Armelin rapportait des sommes colossales à la famille, mais on ne savait pas toujours d’où il gagnait cet argent. Ces occupations liées à la famille étaient légales, mais on ne comptait que sur sa parole. Il ôta sa chemise et sortit une neuve du sac que je lui avais apporté. Il l’enfila et se mit à la boutonner.

 

– Non, fit-il sèchement. L’argent que j’ai emprunté à Marcelo n’a été utilisé ni pour les placements de la famille, ni pour financer la société de ton père.

 

– Pourquoi tu as demandé de l’argent à cet homme et non à papa ? C’était un prêteur sur gages, ou un truc du genre ?

 

– Tu penses que je dois aller mendier auprès du « chef de famille » pour obtenir ce que je veux ? Je possède mes propres comptes Camille ! Mais dans cette situation j’avais besoin d’une somme conséquente, et en échange d’un service Marcelo me la fournissait.

 

Son ton était tendu.

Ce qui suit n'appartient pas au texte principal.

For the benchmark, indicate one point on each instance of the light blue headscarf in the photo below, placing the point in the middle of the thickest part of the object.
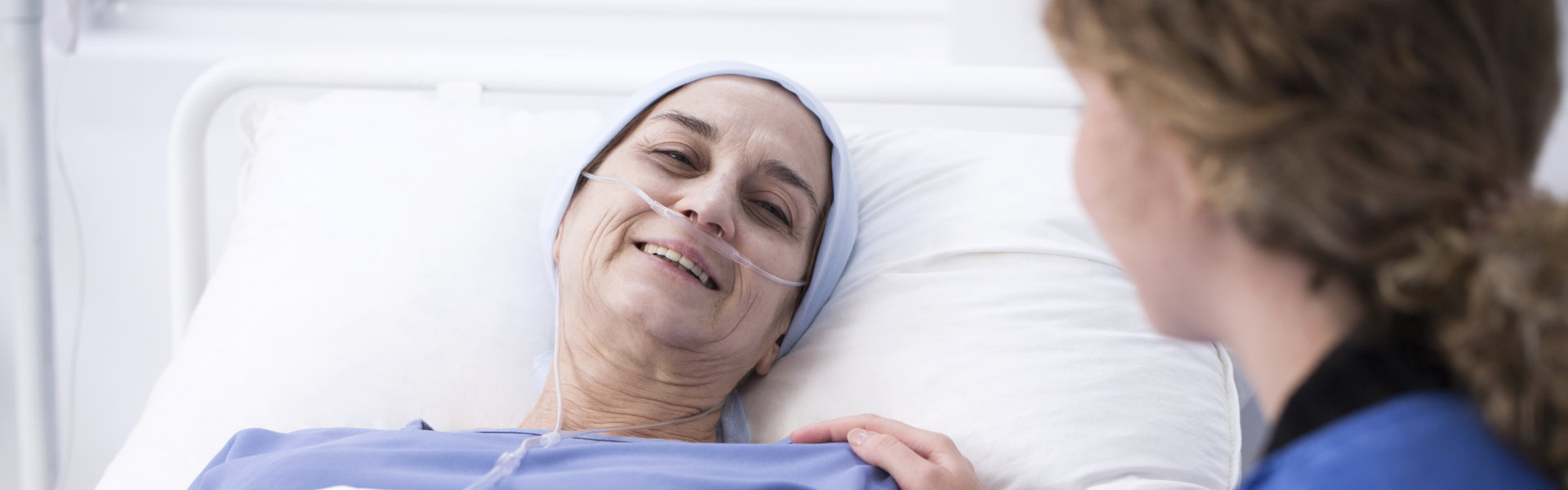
(838, 233)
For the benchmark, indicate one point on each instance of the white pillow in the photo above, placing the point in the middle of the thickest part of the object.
(383, 265)
(383, 269)
(980, 304)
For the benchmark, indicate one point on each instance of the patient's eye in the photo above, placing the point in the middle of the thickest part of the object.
(678, 156)
(773, 212)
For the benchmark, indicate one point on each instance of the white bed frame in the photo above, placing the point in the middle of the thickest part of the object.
(858, 83)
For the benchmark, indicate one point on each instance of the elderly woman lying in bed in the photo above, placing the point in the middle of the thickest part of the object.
(676, 253)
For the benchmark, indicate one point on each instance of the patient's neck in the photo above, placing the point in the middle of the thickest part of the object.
(604, 390)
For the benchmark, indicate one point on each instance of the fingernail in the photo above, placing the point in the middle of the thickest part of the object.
(858, 435)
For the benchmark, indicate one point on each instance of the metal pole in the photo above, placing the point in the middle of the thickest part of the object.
(22, 120)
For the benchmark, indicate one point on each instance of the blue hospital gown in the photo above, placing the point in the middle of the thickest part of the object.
(417, 457)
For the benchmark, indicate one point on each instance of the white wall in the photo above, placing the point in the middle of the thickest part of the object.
(117, 98)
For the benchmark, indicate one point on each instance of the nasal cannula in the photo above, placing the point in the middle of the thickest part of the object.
(510, 461)
(692, 229)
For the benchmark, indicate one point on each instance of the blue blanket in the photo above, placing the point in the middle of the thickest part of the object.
(417, 457)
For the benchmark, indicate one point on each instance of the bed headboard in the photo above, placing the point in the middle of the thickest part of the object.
(985, 87)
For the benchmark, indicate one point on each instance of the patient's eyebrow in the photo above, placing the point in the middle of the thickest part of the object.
(698, 126)
(777, 170)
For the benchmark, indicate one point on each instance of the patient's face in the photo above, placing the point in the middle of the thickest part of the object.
(1137, 185)
(745, 161)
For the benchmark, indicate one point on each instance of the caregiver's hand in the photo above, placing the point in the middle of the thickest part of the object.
(916, 459)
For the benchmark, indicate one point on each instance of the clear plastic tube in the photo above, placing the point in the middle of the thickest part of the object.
(692, 229)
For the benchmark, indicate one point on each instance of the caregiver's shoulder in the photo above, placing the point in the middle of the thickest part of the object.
(1421, 440)
(429, 459)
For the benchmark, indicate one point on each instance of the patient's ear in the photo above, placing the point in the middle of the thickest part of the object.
(767, 360)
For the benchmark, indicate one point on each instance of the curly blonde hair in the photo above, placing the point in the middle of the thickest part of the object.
(1390, 143)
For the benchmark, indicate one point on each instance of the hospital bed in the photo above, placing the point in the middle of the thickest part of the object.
(381, 265)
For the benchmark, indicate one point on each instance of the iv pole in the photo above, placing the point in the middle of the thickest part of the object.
(22, 124)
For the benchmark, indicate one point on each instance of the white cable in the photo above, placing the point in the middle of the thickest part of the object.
(69, 390)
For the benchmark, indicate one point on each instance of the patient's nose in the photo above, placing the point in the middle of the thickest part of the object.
(709, 206)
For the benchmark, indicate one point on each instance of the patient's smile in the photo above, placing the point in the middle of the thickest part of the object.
(681, 261)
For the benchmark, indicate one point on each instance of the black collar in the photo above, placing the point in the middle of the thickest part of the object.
(1361, 371)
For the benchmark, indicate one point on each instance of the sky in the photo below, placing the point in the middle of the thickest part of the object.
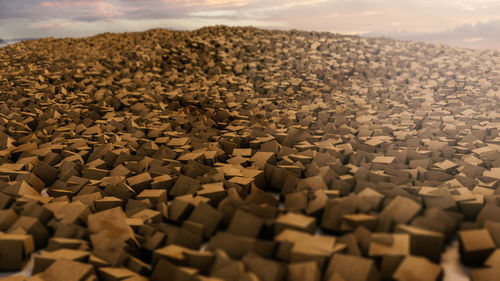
(462, 23)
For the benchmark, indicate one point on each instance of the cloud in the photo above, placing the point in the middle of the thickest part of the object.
(478, 35)
(425, 20)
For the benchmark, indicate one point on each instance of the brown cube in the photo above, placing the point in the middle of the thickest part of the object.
(418, 269)
(245, 224)
(352, 268)
(475, 246)
(15, 250)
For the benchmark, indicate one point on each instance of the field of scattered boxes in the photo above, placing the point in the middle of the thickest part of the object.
(242, 154)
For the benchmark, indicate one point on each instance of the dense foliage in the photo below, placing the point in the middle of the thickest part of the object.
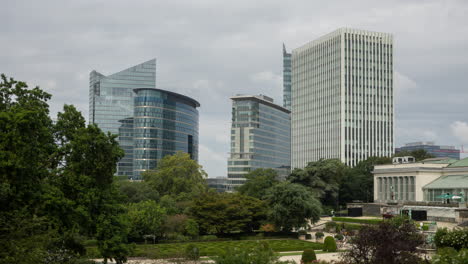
(292, 206)
(227, 212)
(450, 256)
(258, 182)
(385, 243)
(329, 244)
(177, 175)
(261, 253)
(56, 182)
(308, 256)
(457, 238)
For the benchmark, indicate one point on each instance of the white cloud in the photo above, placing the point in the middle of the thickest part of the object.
(267, 77)
(403, 83)
(460, 130)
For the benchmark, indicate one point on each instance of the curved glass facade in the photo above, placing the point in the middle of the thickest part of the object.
(164, 123)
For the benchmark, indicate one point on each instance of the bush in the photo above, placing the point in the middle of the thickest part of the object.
(457, 238)
(329, 245)
(319, 235)
(450, 256)
(308, 256)
(208, 238)
(352, 227)
(268, 228)
(330, 226)
(357, 220)
(339, 237)
(192, 252)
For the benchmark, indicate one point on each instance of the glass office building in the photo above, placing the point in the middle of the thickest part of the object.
(260, 138)
(111, 104)
(164, 123)
(342, 97)
(286, 79)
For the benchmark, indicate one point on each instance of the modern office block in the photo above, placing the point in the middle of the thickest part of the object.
(260, 138)
(342, 97)
(125, 165)
(286, 79)
(111, 104)
(164, 123)
(431, 148)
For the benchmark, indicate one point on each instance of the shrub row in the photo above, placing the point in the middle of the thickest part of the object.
(357, 220)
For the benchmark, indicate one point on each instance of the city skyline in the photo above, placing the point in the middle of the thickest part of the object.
(210, 63)
(342, 97)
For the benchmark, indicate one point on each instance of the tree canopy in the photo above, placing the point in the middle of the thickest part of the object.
(258, 182)
(227, 212)
(292, 206)
(177, 175)
(322, 177)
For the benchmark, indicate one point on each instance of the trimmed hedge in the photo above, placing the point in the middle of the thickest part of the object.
(357, 220)
(329, 245)
(308, 256)
(168, 250)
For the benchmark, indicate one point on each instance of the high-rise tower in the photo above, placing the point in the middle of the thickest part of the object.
(286, 79)
(342, 97)
(111, 105)
(260, 138)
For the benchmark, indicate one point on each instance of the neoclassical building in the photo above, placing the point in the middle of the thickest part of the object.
(421, 181)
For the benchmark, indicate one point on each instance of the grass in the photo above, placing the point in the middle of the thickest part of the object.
(212, 248)
(357, 220)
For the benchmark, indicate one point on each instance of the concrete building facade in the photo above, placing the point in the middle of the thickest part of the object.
(260, 138)
(423, 181)
(342, 97)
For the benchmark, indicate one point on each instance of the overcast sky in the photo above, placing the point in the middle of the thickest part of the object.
(211, 50)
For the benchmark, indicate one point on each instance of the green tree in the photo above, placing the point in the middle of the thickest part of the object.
(227, 212)
(146, 218)
(137, 191)
(358, 182)
(418, 154)
(323, 177)
(258, 182)
(82, 197)
(177, 175)
(26, 146)
(292, 206)
(385, 243)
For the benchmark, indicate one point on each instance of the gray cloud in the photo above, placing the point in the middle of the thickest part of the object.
(214, 49)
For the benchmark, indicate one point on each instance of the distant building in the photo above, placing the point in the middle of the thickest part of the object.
(421, 181)
(286, 79)
(431, 148)
(218, 183)
(111, 104)
(260, 138)
(164, 122)
(342, 97)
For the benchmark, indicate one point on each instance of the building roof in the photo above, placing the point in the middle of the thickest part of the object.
(459, 163)
(181, 97)
(442, 160)
(260, 99)
(449, 182)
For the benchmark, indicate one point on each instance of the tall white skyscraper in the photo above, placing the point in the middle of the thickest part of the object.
(342, 97)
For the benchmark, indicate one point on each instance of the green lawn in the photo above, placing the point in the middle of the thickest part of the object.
(213, 248)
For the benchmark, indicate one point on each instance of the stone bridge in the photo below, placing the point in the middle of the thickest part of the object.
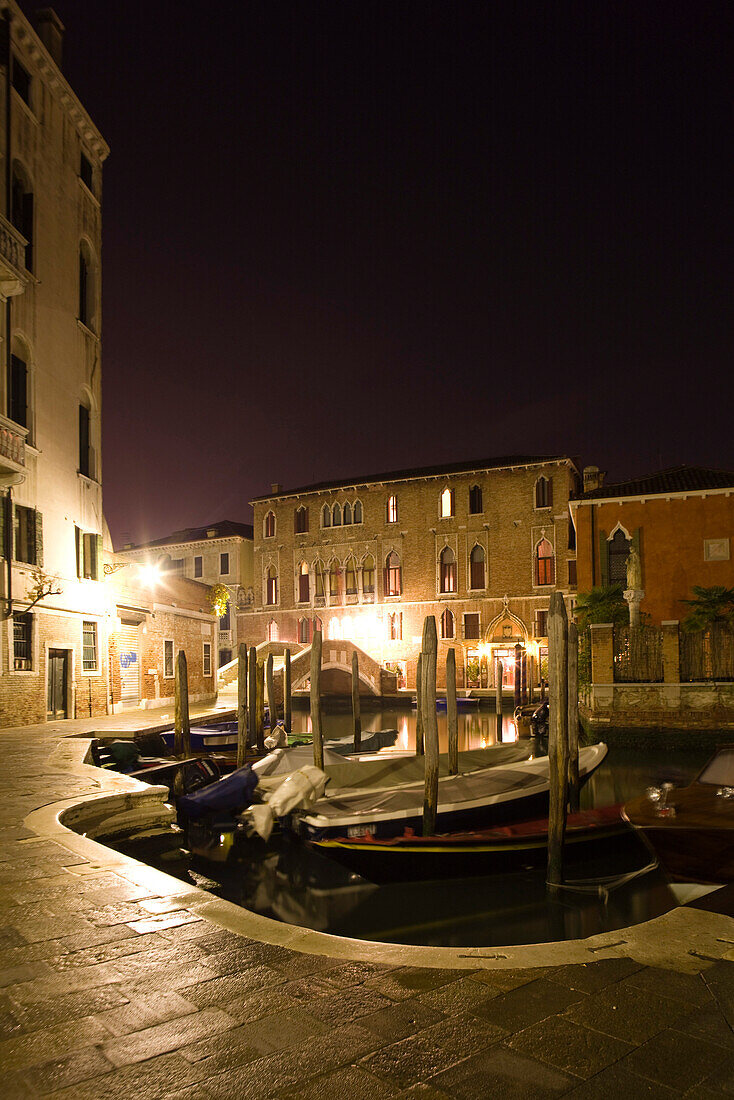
(336, 669)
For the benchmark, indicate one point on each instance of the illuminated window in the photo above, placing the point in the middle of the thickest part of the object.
(368, 574)
(477, 568)
(304, 589)
(545, 563)
(544, 493)
(271, 586)
(320, 586)
(448, 570)
(393, 578)
(395, 626)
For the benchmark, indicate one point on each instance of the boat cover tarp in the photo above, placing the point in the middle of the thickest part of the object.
(231, 793)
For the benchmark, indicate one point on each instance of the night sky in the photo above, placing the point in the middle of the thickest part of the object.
(351, 237)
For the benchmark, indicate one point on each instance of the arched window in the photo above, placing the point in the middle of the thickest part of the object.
(368, 575)
(545, 563)
(477, 568)
(544, 493)
(393, 578)
(448, 570)
(87, 286)
(447, 503)
(333, 580)
(619, 552)
(21, 210)
(304, 590)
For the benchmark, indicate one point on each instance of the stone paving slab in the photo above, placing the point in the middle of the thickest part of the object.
(116, 982)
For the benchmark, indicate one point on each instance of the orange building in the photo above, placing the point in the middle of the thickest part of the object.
(681, 521)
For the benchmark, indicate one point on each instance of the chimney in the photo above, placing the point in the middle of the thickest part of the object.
(593, 479)
(50, 30)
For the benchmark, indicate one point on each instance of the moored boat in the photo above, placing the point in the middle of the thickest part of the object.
(691, 828)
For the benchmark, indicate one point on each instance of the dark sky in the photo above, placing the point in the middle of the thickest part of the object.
(350, 237)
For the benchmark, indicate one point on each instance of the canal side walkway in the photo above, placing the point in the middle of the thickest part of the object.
(119, 981)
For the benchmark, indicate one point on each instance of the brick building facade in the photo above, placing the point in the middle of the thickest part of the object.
(481, 546)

Si son visage n’exprimait pas autant de calme, j’aurais pensé que mes questions le mettaient sur les nerfs. Pourtant, c’est lui qui avait accepté d’y répondre ! Je persévérai :

 

– Et tu ne lui as pas rendu ce service.

 

– Non. Parce qu’en plus d’être illégal, ça m’embêtait.

 

Il n’en dit pas plus. Je revins au sujet qui me préoccupait le plus.

 

– Que s’est-il passé après que tu m’aies libéré ? poursuivis-je. Tu es apparu comme par magie, tu as tué ces hommes et je me suis retrouvé dans ma chambre SANS UNE ÉGRATIGNURE. Comment est-ce possible ?

 

Il ne cilla pas malgré mon ton chargé de sous-entendus. Je savais déjà qu’il avait du mal à saisir le second degré, mais là même lui aurait dû comprendre que je l’accusais.

 

– Tu t’es évanoui, tout simplement. Tu as subi une expérience horrible en étant attaqué par Marcelo et ses gros bras, ils t’ont enlevé et ils t’ont salement amoché. Tu as sûrement relâché la pression en sachant que tu étais en sécurité avec moi.

 

– Ah ouais ? Mais comme tu le dis si bien, ils m’ont passé à tabac. Comment se fait-il que je n’aie aucune marque ? Pas de bleus, de contusions, pas la moindre petite douleur ?

 

Pour la première fois en plus de quatorze ans que je le connaissais, Armelin étira ses lèvres en un sourire fin et chargé d’ironie. Et croyez-moi, c’était encore plus flippant que d’apercevoir ses crocs.

 

– Ça… fit-il à mi-voix en retenant un ricanement, c’est mon petit secret.

 

Trop perturbé ce jour-là par les réactions de mon parent et surtout à court de questions à poser, je n’approfondis pas mon interrogatoire.

 

Ce que j’allais regretter amèrement au cours des semaines suivantes… Et des années à venir.